Updated on Oct - 27 - 2025, 10:24 AM

In a recent commentary, analyst Mihir Sharma explores how the economic relationship between India and the United States, which holds enormous promise, is being overshadowed by political posturing and strategic miscalculations. 

Despite prolonged negotiations signalling that a trade deal is within reach, both countries appear reluctant to compromise. For India, the pressures of asserting its strategic autonomy especially given its ties to Russia and its participation in multilateral groupings mean that accepting terms favourable to the US could be politically costly at home. For the US, domestic political imperatives and strategic calculations around China and Russia may be limiting its flexibility in trade talks. 

Sharma argues that economic sense often demands compromise: tariffs may need to be lowered, market access granted, and some domestic protections adjusted. When politics is allowed to dominate, the risk is that both nations walk away from the table with sub optimal outcomes or any deal gets so watered down that its value is lost. The commentary suggests that the real cost of letting politics dominate is not just the deal itself but the opportunity cost of delayed economic benefits jobs, investments, growth.

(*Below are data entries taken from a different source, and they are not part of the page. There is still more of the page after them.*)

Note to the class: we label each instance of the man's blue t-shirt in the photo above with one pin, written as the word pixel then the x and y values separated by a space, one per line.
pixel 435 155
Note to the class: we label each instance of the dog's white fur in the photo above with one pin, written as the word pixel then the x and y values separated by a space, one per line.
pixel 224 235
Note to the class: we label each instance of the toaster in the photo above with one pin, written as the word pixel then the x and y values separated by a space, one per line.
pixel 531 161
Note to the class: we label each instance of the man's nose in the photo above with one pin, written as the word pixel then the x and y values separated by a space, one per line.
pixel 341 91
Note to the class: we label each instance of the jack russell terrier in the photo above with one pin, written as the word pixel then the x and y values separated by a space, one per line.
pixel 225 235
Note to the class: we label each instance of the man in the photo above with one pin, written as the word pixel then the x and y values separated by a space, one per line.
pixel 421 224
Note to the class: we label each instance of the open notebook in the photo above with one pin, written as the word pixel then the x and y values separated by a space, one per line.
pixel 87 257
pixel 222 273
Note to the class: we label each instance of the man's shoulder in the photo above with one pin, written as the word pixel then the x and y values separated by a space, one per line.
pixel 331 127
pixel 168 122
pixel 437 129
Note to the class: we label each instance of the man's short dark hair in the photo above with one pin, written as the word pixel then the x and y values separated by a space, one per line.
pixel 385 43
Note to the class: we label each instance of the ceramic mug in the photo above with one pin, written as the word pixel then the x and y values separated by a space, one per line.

For India, which is targeting manufacturing, exports and global integration, being overly rigid may limit its ability to leverage the US market or benefit from technology and supply-chain linkages. For the US, a strong India is useful in balancing China, but if trade becomes a zero-sum game driven by domestic politics, that strategic advantage may evaporate. The nuanced point is that neither side wins when the other loses a mutually beneficial deal requires trust, credible commitments and a willingness to share risk.

In short, the commentary cautions: if India and the US allow political agendas to override economic logic, they may end up sacrificing real growth prospects, strategic leverage, and long-term partnership. The key task is shifting the conversation from “who loses” to “how both gain” and that requires statesmen, negotiators and business leaders to push past short-term politics and align on the fundamentals of mutual economic interest.